Director, Asia, Peace, Security & Defense, Digital & Chief spokesperson
Ben is a British writer and technologist, specialising in the effects of the internet and the ubiquitous digital network on the worldʼs political, cultural and social spheres. He enjoys an international career as a speaker, explaining complex technological and sociological topics to lay audiences and as a high-level advisor on these matters to governments and business. He is currently a Robert Schuman fellow at the European University Institute in Florence, an Innovator in Residence at the Centre for Creative and Social Technologies at Goldsmiths, University of London, a non-resident fellow of the 21st Century Defense Initiative at the Brookings Institute in Washington D.C., a member of the European Commission High Level Group on Media Freedom and contributing editor of the UK edition of WIRED magazine. He is the accredited inventor of the word “Podcast”, published in The Guardian (2004).
Prior to joining Friends of Europe, Dharmendra Kanani was director of policy at the European Foundation Centre (EFC). He was the England director at the Big Lottery Fund, the largest independent funder in the UK and fourth largest in the world. Dharmendra has held senior positions in the public and voluntary sector and advisor to numerous ministerial policy initiatives across the UK.

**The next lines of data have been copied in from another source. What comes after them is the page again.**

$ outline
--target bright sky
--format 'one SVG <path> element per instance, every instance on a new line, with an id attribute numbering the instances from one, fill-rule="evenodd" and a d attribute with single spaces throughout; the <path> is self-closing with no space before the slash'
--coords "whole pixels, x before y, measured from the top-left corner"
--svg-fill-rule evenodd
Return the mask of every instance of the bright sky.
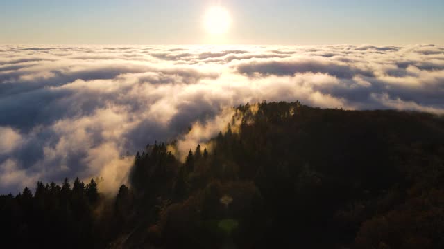
<path id="1" fill-rule="evenodd" d="M 223 35 L 204 24 L 217 5 Z M 0 44 L 443 44 L 443 0 L 0 0 Z"/>

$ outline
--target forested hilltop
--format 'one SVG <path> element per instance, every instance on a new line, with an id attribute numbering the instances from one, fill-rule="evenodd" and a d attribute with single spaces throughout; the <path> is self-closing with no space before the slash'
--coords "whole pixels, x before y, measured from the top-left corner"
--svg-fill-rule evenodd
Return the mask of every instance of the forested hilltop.
<path id="1" fill-rule="evenodd" d="M 227 124 L 185 163 L 174 144 L 147 146 L 114 199 L 78 179 L 1 196 L 3 243 L 444 248 L 443 117 L 264 102 Z"/>

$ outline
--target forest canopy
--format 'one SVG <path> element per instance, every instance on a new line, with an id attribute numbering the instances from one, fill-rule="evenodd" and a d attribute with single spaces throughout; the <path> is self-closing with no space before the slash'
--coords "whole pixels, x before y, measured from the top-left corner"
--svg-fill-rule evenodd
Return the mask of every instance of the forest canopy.
<path id="1" fill-rule="evenodd" d="M 185 162 L 137 153 L 128 185 L 100 179 L 0 196 L 17 247 L 444 248 L 444 118 L 296 102 L 241 105 Z"/>

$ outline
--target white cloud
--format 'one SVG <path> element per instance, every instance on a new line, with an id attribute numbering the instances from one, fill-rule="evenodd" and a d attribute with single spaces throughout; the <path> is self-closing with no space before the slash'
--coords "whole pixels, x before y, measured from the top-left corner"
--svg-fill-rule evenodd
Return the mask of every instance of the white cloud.
<path id="1" fill-rule="evenodd" d="M 439 46 L 2 46 L 0 192 L 65 176 L 117 190 L 127 151 L 177 138 L 183 154 L 246 102 L 440 114 L 443 95 Z"/>

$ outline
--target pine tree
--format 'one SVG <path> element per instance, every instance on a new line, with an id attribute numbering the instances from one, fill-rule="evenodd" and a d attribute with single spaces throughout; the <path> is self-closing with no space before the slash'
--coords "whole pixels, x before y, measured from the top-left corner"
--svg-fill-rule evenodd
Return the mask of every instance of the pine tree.
<path id="1" fill-rule="evenodd" d="M 95 204 L 99 199 L 99 190 L 97 183 L 94 179 L 91 179 L 89 184 L 87 185 L 86 192 L 89 203 Z"/>

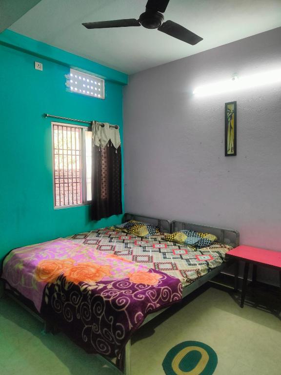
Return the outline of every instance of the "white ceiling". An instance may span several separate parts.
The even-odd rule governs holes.
[[[40,0],[0,0],[0,33],[33,8]]]
[[[81,23],[136,18],[146,0],[41,0],[10,29],[128,74],[281,26],[281,0],[170,0],[165,20],[202,37],[190,45],[142,27],[87,30]]]

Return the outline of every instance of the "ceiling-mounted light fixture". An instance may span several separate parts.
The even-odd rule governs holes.
[[[199,86],[193,91],[197,96],[206,96],[234,91],[281,82],[281,69],[238,77],[237,73],[230,80]]]

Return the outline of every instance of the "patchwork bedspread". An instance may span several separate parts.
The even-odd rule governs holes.
[[[161,270],[100,252],[112,245],[92,243],[107,232],[15,249],[4,259],[1,277],[87,352],[116,356],[146,315],[180,300],[182,288]]]
[[[177,277],[185,286],[222,264],[225,253],[232,249],[214,243],[194,250],[164,240],[164,233],[149,238],[137,237],[109,228],[80,233],[67,238],[91,245],[97,250],[132,260]]]

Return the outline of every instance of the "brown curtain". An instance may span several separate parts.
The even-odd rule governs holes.
[[[122,213],[121,146],[93,143],[92,154],[92,220]]]

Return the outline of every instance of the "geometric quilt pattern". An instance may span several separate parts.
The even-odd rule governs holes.
[[[220,266],[225,253],[232,249],[217,243],[197,249],[194,245],[191,247],[165,241],[165,234],[142,237],[106,228],[66,238],[164,272],[180,279],[183,286]]]

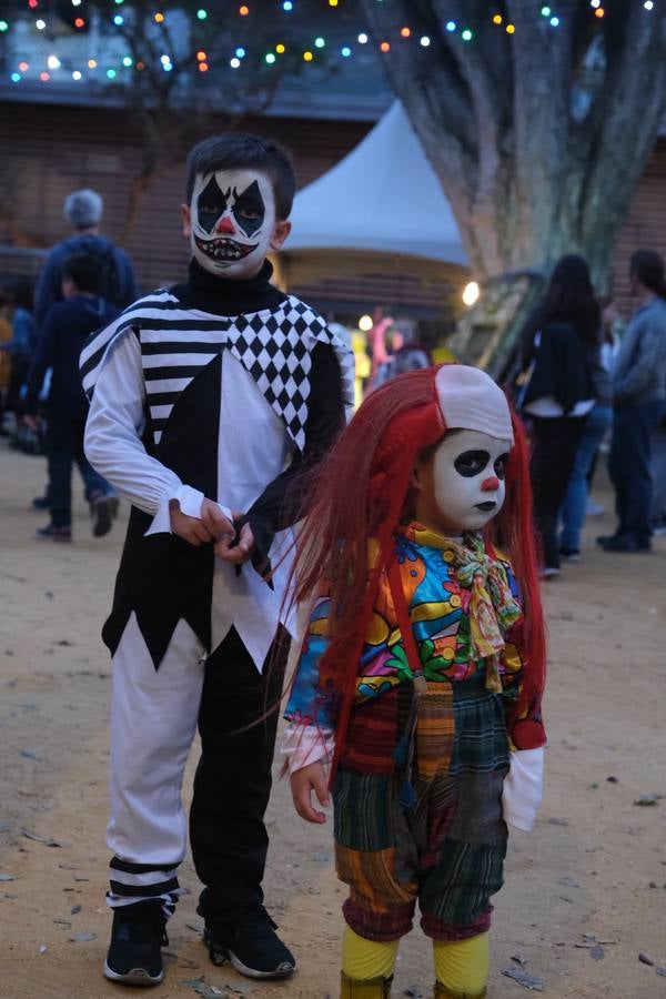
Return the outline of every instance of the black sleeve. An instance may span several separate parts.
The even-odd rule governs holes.
[[[238,524],[250,523],[254,535],[256,567],[265,563],[275,532],[294,524],[303,513],[309,492],[309,472],[320,462],[345,424],[342,376],[335,351],[317,343],[312,352],[310,400],[303,454],[296,452],[290,466],[270,483]]]

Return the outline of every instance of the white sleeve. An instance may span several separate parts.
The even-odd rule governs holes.
[[[284,729],[280,751],[286,757],[290,775],[320,759],[326,766],[335,753],[335,734],[333,729],[315,725],[289,724]]]
[[[541,805],[544,748],[515,749],[511,754],[502,790],[502,815],[507,825],[522,833],[532,833]]]
[[[109,347],[85,423],[84,447],[90,464],[134,506],[157,514],[147,532],[171,531],[169,501],[199,517],[203,493],[151,457],[141,442],[145,389],[141,347],[131,330]]]

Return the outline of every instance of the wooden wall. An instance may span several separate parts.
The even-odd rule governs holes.
[[[265,118],[243,129],[279,139],[292,153],[300,185],[329,170],[361,141],[366,122]],[[206,131],[204,134],[208,134]],[[118,110],[50,104],[0,103],[0,281],[34,275],[40,258],[28,251],[1,252],[2,244],[48,249],[68,232],[62,218],[65,195],[92,186],[104,198],[103,231],[119,240],[125,224],[132,181],[140,165],[140,142],[127,115]],[[203,138],[203,134],[198,138]],[[140,202],[131,253],[143,290],[176,281],[188,260],[180,230],[183,160],[186,148],[173,149]],[[615,291],[629,314],[627,261],[634,249],[649,246],[666,255],[666,140],[650,158],[628,213],[616,253]],[[366,307],[395,303],[420,314],[450,312],[460,289],[451,275],[442,282],[422,279],[418,268],[401,275],[375,270],[363,279],[336,278],[297,289],[316,304],[331,302]]]

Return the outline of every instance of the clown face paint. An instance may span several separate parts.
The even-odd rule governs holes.
[[[198,175],[190,223],[192,252],[202,268],[225,278],[252,278],[275,230],[270,180],[254,170]]]
[[[511,441],[478,431],[447,434],[418,473],[417,518],[443,533],[480,531],[502,508]]]

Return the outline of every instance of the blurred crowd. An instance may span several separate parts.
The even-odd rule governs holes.
[[[137,297],[132,263],[100,232],[103,203],[89,189],[64,202],[71,232],[50,251],[33,289],[0,289],[0,433],[27,453],[44,454],[49,514],[37,536],[71,541],[75,464],[92,532],[112,526],[118,496],[83,453],[87,401],[78,357],[89,333]],[[591,496],[599,457],[615,490],[617,527],[599,536],[606,552],[649,552],[666,534],[666,280],[664,262],[639,250],[630,261],[636,310],[628,324],[612,297],[595,294],[587,262],[562,258],[514,350],[506,385],[532,438],[535,526],[543,576],[581,559],[586,516],[603,512]],[[365,330],[332,323],[354,352],[356,404],[387,379],[453,360],[421,341],[416,324],[375,310]]]

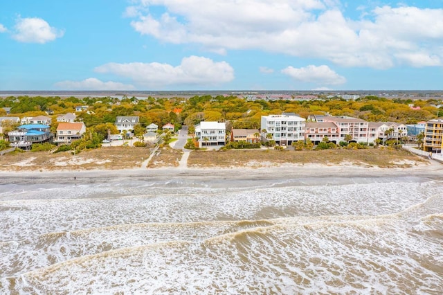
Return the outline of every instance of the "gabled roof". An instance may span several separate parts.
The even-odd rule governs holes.
[[[146,137],[154,137],[157,136],[157,134],[155,132],[152,132],[152,131],[150,131],[149,132],[146,132],[145,134],[143,134],[144,136]]]
[[[20,118],[19,117],[0,117],[0,122],[1,121],[15,121],[20,122]]]
[[[307,128],[338,128],[337,125],[332,122],[307,122]]]
[[[253,136],[255,133],[258,133],[259,134],[260,133],[257,129],[233,129],[232,132],[234,137],[246,137],[248,135]]]
[[[19,126],[18,128],[19,128],[19,129],[46,129],[46,128],[49,128],[49,126],[48,126],[47,125],[44,125],[44,124],[25,124],[25,125],[22,125],[21,126]]]
[[[37,116],[37,117],[33,117],[30,120],[51,120],[51,118],[46,116]]]
[[[213,121],[201,121],[200,122],[200,128],[225,129],[226,128],[226,125],[224,123],[213,122]]]
[[[61,123],[57,127],[57,131],[81,130],[84,125],[82,123]]]
[[[58,118],[65,118],[66,119],[75,119],[75,118],[77,118],[77,115],[73,114],[73,113],[68,113],[64,115],[60,115],[59,116],[57,117]]]
[[[118,116],[116,118],[116,123],[138,123],[138,116]]]

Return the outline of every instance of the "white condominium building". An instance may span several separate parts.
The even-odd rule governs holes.
[[[306,120],[293,113],[283,113],[281,115],[262,116],[262,135],[266,129],[267,134],[272,134],[272,139],[280,145],[290,145],[294,141],[305,140],[305,125]]]

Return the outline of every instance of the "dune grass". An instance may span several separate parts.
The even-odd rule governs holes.
[[[241,150],[191,152],[188,167],[260,168],[284,163],[338,165],[349,163],[366,167],[408,168],[426,160],[403,150],[390,148],[364,150]]]

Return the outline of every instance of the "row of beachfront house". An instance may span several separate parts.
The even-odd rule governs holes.
[[[81,138],[86,132],[86,126],[82,122],[75,122],[76,118],[77,116],[73,113],[57,116],[56,120],[58,125],[55,134],[51,132],[51,118],[46,116],[24,117],[21,119],[19,117],[0,117],[0,123],[8,120],[12,123],[21,123],[16,130],[8,133],[8,139],[12,146],[29,150],[33,143],[49,142],[65,144]],[[138,116],[118,116],[115,122],[118,132],[129,137],[134,136],[134,127],[137,124],[139,124]],[[156,141],[158,129],[158,125],[150,124],[146,127],[144,138],[147,141]],[[162,130],[173,132],[174,126],[168,123],[163,126]],[[0,129],[0,132],[3,133],[3,130]]]
[[[8,133],[9,141],[12,145],[21,148],[29,148],[33,143],[53,142],[67,143],[81,138],[86,132],[84,124],[75,122],[75,114],[66,114],[57,117],[59,122],[57,133],[54,136],[50,132],[50,117],[39,116],[33,118],[1,117],[14,123],[21,123],[17,130]],[[133,134],[134,127],[139,124],[138,116],[118,116],[115,125],[120,133]],[[195,126],[195,137],[199,139],[199,146],[222,145],[226,140],[225,123],[202,121]],[[154,123],[146,127],[144,138],[154,141],[157,138],[159,126]],[[162,127],[163,131],[174,131],[174,126],[168,123]],[[394,122],[367,122],[364,120],[332,116],[309,116],[307,120],[293,113],[283,113],[280,115],[262,116],[260,129],[233,129],[230,140],[244,141],[253,143],[260,141],[273,140],[280,145],[290,145],[300,140],[310,139],[314,144],[321,142],[324,137],[336,144],[340,141],[354,141],[371,143],[379,138],[385,141],[388,139],[399,139],[409,135],[417,135],[424,132],[425,150],[442,150],[443,139],[443,123],[440,120],[419,122],[414,125]]]

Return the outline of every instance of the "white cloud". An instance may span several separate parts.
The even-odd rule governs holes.
[[[44,44],[62,37],[62,30],[51,27],[38,17],[19,18],[14,26],[12,38],[20,42]]]
[[[273,69],[269,69],[266,66],[260,66],[259,68],[259,70],[260,73],[272,73],[274,72]]]
[[[234,70],[227,62],[215,62],[198,56],[184,57],[177,66],[159,62],[111,62],[98,66],[95,71],[129,78],[142,87],[153,88],[166,85],[216,85],[234,79]]]
[[[333,89],[331,89],[329,87],[322,87],[314,88],[314,89],[311,89],[311,90],[313,91],[332,91]]]
[[[139,15],[138,9],[136,6],[128,6],[125,10],[125,12],[123,12],[123,17],[135,17]]]
[[[329,66],[309,65],[296,69],[288,66],[282,73],[300,82],[319,84],[338,85],[346,82],[346,78],[332,71]]]
[[[134,28],[165,42],[212,52],[260,49],[344,66],[440,66],[443,9],[377,7],[359,19],[336,0],[138,0]],[[165,12],[156,15],[152,6]],[[132,8],[133,9],[133,8]],[[359,8],[361,9],[361,8]],[[404,58],[419,52],[432,57]]]
[[[102,82],[95,78],[82,81],[62,81],[55,83],[56,88],[62,90],[132,90],[135,87],[118,82]]]

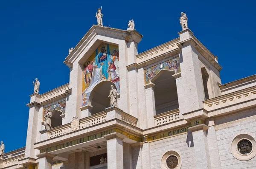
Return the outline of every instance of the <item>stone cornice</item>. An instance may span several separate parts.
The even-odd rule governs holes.
[[[206,131],[208,130],[209,127],[204,124],[199,124],[192,127],[189,127],[189,131],[193,132],[196,131],[203,130]]]
[[[125,136],[125,135],[116,132],[105,135],[103,136],[103,137],[107,140],[115,138],[118,138],[119,140],[123,140],[124,139],[126,138],[126,136]]]
[[[222,68],[215,61],[215,56],[210,53],[206,48],[204,48],[204,46],[195,37],[188,39],[177,44],[177,45],[181,48],[189,45],[194,46],[218,71],[221,70]]]
[[[29,103],[28,103],[26,104],[27,106],[28,106],[29,107],[31,108],[35,106],[37,106],[38,107],[40,106],[40,104],[35,101],[33,101]]]
[[[27,157],[19,160],[19,165],[26,166],[29,164],[35,164],[36,163],[35,158]]]
[[[150,87],[154,88],[155,87],[155,85],[153,83],[150,83],[148,84],[145,84],[144,85],[144,87],[145,89],[148,89]]]

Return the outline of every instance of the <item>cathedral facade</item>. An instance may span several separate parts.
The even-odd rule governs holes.
[[[26,147],[0,169],[256,168],[256,75],[221,84],[187,18],[177,39],[138,54],[134,21],[104,27],[98,11],[64,62],[70,82],[35,84]]]

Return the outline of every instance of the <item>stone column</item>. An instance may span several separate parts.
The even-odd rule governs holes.
[[[43,152],[38,154],[36,156],[39,158],[38,161],[38,169],[52,169],[52,159],[56,155]]]
[[[107,140],[108,168],[123,169],[122,140],[126,136],[115,132],[104,137]]]
[[[123,142],[124,169],[132,169],[132,150],[131,145]]]
[[[208,127],[207,140],[212,168],[212,169],[220,169],[221,168],[221,159],[218,146],[216,131],[215,130],[215,124],[213,119],[209,120]]]
[[[197,122],[199,121],[196,121]],[[212,169],[206,133],[208,129],[208,127],[204,124],[196,124],[189,128],[193,135],[197,169]]]
[[[177,45],[181,49],[182,52],[180,55],[180,62],[182,76],[180,80],[183,82],[180,82],[182,83],[183,92],[181,98],[183,99],[180,99],[179,93],[178,97],[180,112],[184,114],[203,108],[204,93],[198,59],[199,54],[194,47],[195,43],[192,39],[193,34],[189,29],[178,34],[180,42]],[[177,85],[177,88],[179,87]],[[177,90],[179,92],[180,90],[178,89]],[[186,106],[182,106],[184,105]]]
[[[39,151],[34,148],[34,144],[36,142],[37,135],[40,134],[38,130],[38,130],[38,112],[40,109],[39,103],[40,102],[41,96],[39,94],[35,93],[30,95],[30,102],[27,104],[29,107],[29,113],[25,158],[37,158],[35,155]],[[41,108],[42,109],[43,107]]]
[[[155,85],[153,83],[150,83],[145,85],[148,128],[154,127],[154,116],[156,115],[156,106],[154,91],[154,86]]]
[[[140,142],[131,144],[132,149],[132,167],[133,169],[142,169],[142,146]]]
[[[143,146],[142,146],[142,166],[143,168],[151,169],[151,160],[150,158],[150,147],[148,135],[145,135],[143,138]]]

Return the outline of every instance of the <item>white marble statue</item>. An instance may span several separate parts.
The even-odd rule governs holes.
[[[129,28],[127,28],[127,31],[131,31],[135,29],[135,24],[133,20],[131,20],[131,20],[129,21],[128,27]]]
[[[113,85],[111,85],[108,98],[110,99],[110,106],[117,106],[117,90],[114,88]]]
[[[103,14],[102,14],[102,7],[101,7],[100,9],[99,8],[98,9],[98,12],[96,12],[96,16],[95,17],[97,18],[97,23],[98,25],[100,26],[103,26],[102,23],[102,17],[103,17]]]
[[[71,48],[71,49],[70,48],[68,50],[68,54],[70,54],[70,53],[72,52],[72,51],[73,51],[73,49],[73,49],[73,48]]]
[[[34,93],[38,94],[39,93],[39,87],[40,87],[40,82],[38,79],[35,78],[35,82],[33,81],[33,84],[34,84]]]
[[[1,141],[1,145],[0,145],[0,159],[3,159],[4,155],[4,144],[3,141]]]
[[[102,157],[101,158],[99,159],[100,161],[100,164],[104,164],[105,163],[107,163],[107,158],[105,158],[103,157]]]
[[[45,127],[45,129],[49,130],[52,128],[52,126],[51,125],[51,120],[52,115],[48,109],[46,109],[45,110],[45,114],[44,116],[44,126]]]
[[[188,28],[188,18],[185,13],[181,12],[180,14],[181,17],[180,17],[180,21],[182,27],[182,31],[184,31]]]

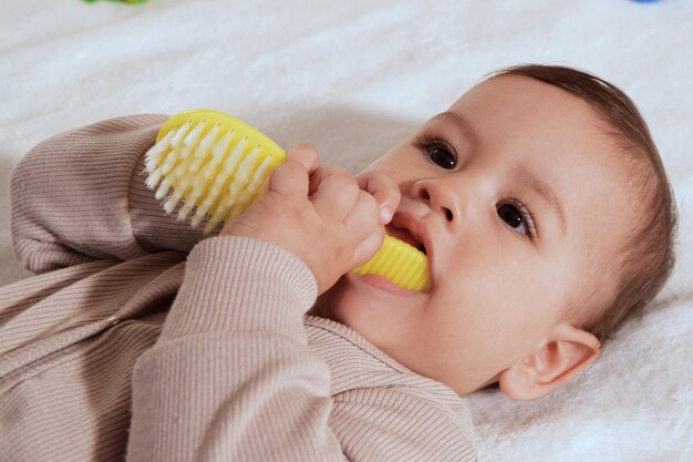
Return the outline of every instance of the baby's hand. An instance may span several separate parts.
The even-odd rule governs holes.
[[[381,205],[345,170],[321,165],[314,146],[299,144],[288,154],[262,197],[219,235],[254,237],[292,251],[312,270],[322,294],[380,249]]]

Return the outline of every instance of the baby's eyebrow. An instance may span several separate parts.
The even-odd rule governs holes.
[[[438,120],[443,123],[452,123],[453,125],[457,127],[459,132],[462,132],[462,135],[465,138],[472,142],[472,144],[478,144],[479,137],[476,131],[474,130],[472,124],[462,115],[456,114],[452,111],[446,111],[431,119],[431,121],[438,121]]]
[[[554,208],[554,212],[556,212],[556,214],[558,215],[560,229],[565,236],[566,228],[568,227],[568,220],[566,219],[563,205],[558,199],[558,196],[556,195],[554,189],[551,189],[551,187],[547,183],[539,179],[531,171],[523,165],[515,168],[514,173],[516,181],[528,184],[529,187],[531,187],[539,195],[539,197],[546,201],[546,203]]]

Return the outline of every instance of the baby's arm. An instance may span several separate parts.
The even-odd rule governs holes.
[[[53,136],[12,173],[14,253],[40,274],[96,259],[189,251],[201,227],[165,215],[144,185],[144,153],[164,115],[111,119]]]
[[[290,155],[257,204],[199,243],[133,370],[128,460],[344,460],[303,315],[377,250],[379,217],[354,178]]]

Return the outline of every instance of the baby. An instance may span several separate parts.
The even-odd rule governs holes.
[[[77,129],[13,173],[40,276],[0,290],[7,458],[473,461],[465,394],[571,380],[673,266],[647,125],[581,71],[500,71],[356,177],[300,144],[209,238],[143,185],[164,120]],[[428,292],[350,273],[384,234],[426,253]]]

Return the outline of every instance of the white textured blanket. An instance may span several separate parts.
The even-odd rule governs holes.
[[[0,0],[0,284],[11,168],[97,120],[213,107],[352,171],[485,73],[578,65],[639,104],[679,203],[679,265],[641,319],[561,390],[469,397],[484,461],[693,461],[693,2]]]

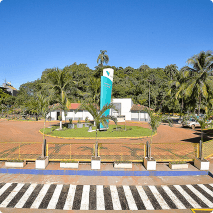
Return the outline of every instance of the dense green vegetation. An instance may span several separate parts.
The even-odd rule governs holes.
[[[103,69],[114,69],[112,98],[132,98],[135,104],[149,106],[165,112],[204,112],[213,104],[213,55],[200,52],[188,60],[189,66],[178,68],[175,64],[165,68],[115,67],[104,65],[109,56],[102,51],[95,69],[86,64],[76,64],[45,69],[39,79],[20,86],[17,97],[3,94],[0,90],[0,112],[41,115],[38,93],[48,96],[49,104],[60,103],[67,109],[69,103],[92,102],[99,105],[100,76]],[[30,72],[30,71],[29,71]]]
[[[62,131],[57,131],[59,126],[53,126],[52,128],[45,128],[45,134],[58,136],[58,137],[88,137],[95,138],[96,131],[95,127],[93,127],[93,132],[88,132],[88,127],[83,128],[75,128],[75,129],[67,129],[63,128]],[[124,126],[116,126],[109,125],[109,129],[107,131],[98,131],[97,137],[142,137],[142,136],[150,136],[150,129],[138,127],[138,126],[126,126],[126,131],[124,130]],[[43,132],[43,129],[41,129]]]

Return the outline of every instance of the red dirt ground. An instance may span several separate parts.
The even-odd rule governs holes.
[[[59,122],[47,122],[46,126],[57,124]],[[39,130],[43,127],[42,121],[7,121],[0,119],[0,142],[42,142],[43,136]],[[126,122],[126,125],[136,125],[149,128],[147,123],[142,122]],[[46,136],[47,142],[72,142],[72,143],[94,143],[94,139],[60,139]],[[205,140],[211,138],[205,137]],[[99,143],[145,143],[150,138],[143,139],[99,139]],[[153,143],[174,143],[174,142],[193,142],[198,143],[200,140],[200,130],[192,130],[190,128],[182,128],[180,125],[169,127],[162,124],[157,131],[157,135],[153,137]]]

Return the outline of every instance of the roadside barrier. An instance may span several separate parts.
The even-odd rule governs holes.
[[[99,143],[102,162],[143,162],[146,143]],[[46,156],[50,161],[91,161],[95,144],[47,142]],[[0,160],[35,161],[42,154],[42,142],[0,142]],[[151,156],[158,162],[193,161],[199,156],[199,144],[191,142],[153,143]],[[213,140],[203,143],[203,157],[213,156]]]

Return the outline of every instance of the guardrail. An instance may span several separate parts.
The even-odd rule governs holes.
[[[42,153],[42,142],[0,142],[0,160],[22,159],[34,161]],[[94,143],[47,142],[46,155],[50,161],[91,161]],[[143,162],[145,143],[99,143],[98,155],[102,162]],[[153,143],[151,156],[158,162],[193,161],[199,156],[199,144],[190,142]],[[203,143],[203,157],[213,156],[213,140]]]

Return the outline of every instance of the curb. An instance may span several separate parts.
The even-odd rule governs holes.
[[[41,132],[41,130],[39,130],[39,133],[43,135],[43,132]],[[54,135],[47,135],[47,134],[44,134],[45,136],[48,136],[48,137],[52,137],[52,138],[61,138],[61,139],[91,139],[91,140],[95,140],[96,137],[92,137],[92,138],[87,138],[87,137],[60,137],[60,136],[54,136]],[[156,136],[157,135],[157,132],[152,136]],[[151,136],[141,136],[141,137],[97,137],[97,139],[130,139],[130,138],[133,138],[133,139],[140,139],[140,138],[151,138]]]
[[[37,169],[0,169],[3,174],[29,175],[80,175],[80,176],[197,176],[213,175],[209,171],[93,171],[93,170],[37,170]]]

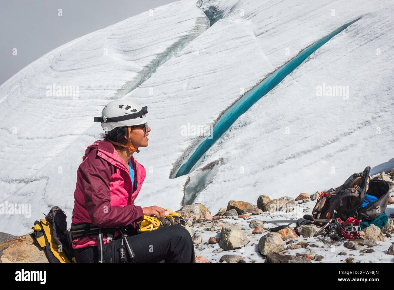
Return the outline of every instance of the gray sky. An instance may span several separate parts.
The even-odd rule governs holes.
[[[0,85],[52,49],[174,0],[0,0]],[[58,15],[63,9],[63,16]],[[13,50],[17,49],[17,55]]]

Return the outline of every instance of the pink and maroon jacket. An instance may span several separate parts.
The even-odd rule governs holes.
[[[134,201],[146,172],[133,156],[130,161],[134,173],[134,190],[128,170],[112,143],[98,140],[88,146],[77,172],[72,224],[91,223],[102,227],[135,226],[134,223],[143,219],[142,208],[134,205]],[[108,242],[104,237],[104,244]],[[72,248],[98,245],[97,240],[84,237]]]

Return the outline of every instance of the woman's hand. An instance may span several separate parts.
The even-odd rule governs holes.
[[[154,215],[158,218],[164,218],[165,215],[165,210],[162,207],[153,205],[147,207],[143,207],[142,211],[145,216],[153,216]]]

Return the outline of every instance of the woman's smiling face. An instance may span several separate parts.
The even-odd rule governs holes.
[[[145,131],[145,126],[141,125],[139,127],[136,127],[131,128],[130,132],[130,140],[131,144],[134,148],[138,148],[139,147],[146,147],[148,146],[148,135],[151,131],[151,128],[147,126],[148,130]],[[125,138],[127,139],[126,136]]]

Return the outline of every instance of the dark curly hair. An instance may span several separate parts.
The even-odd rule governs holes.
[[[127,146],[128,141],[128,139],[125,138],[125,136],[127,136],[127,134],[128,134],[128,129],[127,128],[127,126],[115,127],[110,131],[106,132],[106,134],[105,133],[102,134],[101,137],[104,140],[113,141],[114,142],[117,142]],[[126,150],[126,147],[123,147],[115,144],[112,145],[117,150]]]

Amanda Long is Director General at Consumers International (CI) and a champion of ethical business practice and pro-consumer issues. She joined Consumers International following a highly-successful career working with blue-chip multinational FMCG corporations, small/medium-sized enterprises and the public sector. At Consumers International, Long works – among other things – to promote consumer rights in the digital age and to improve conditions for cooperation with emerging economies in the field of consumer privacy and data protection. Long was shortlisted for the ‘Public Service’ category at the 2011 First Women Awards, hosted by the CBI and Real Business magazine recognising trailblazing women and in 2012 was awarded the ‘Responsible Business Game Changer’ Award by HRH Prince Wales charity, Business in the Community.
Taavi Rõivas has a long history of political service and notably served as Prime Minister of the Republic of Estonia from 2014 to 2016. Prior to this he held other roles, including as Minister of Social Affairs and as member of the 11th, 12th, 13th and 14th Riigikogu (Parliament of Estonia). As a Parliamentarian, he worked as Deputy Chairman of the Parliament, chaired the European Union Affairs Committee and Finance Committee, and from 2014 to 2017 was the leader of the Reform Party. Rõivas has also worked as a corporate customer account manager at an IT company, and as an advisor to several ministers, including: Märt Rask, Minister of Justice; Paul-Eerik Rummo, Minister of Population; and to Prime Minister Andrus Ansip, as well as the elder of the Haabersti city district of Tallinn.
A research engineer by training, Khalil Rouhana has over 25 years of experience within the European Commission. As Deputy Director-General, Rouhana’s responsibilities include policies for the digital economy, notably for research, innovation and industrial strategies, digital solution for societal challenges as well as cybersecurity. Prior to joining the Commission, Rouhana started his career as a research and development engineer for the aeronautics industry and deputy director for the electrical engineering division of the French University in Beirut. Rouhana also served as the director of Esigetel, (Ecole supérieure d’Ingénieurs en Génie Informatique et Télécommunications”), a renowned French school of engineering.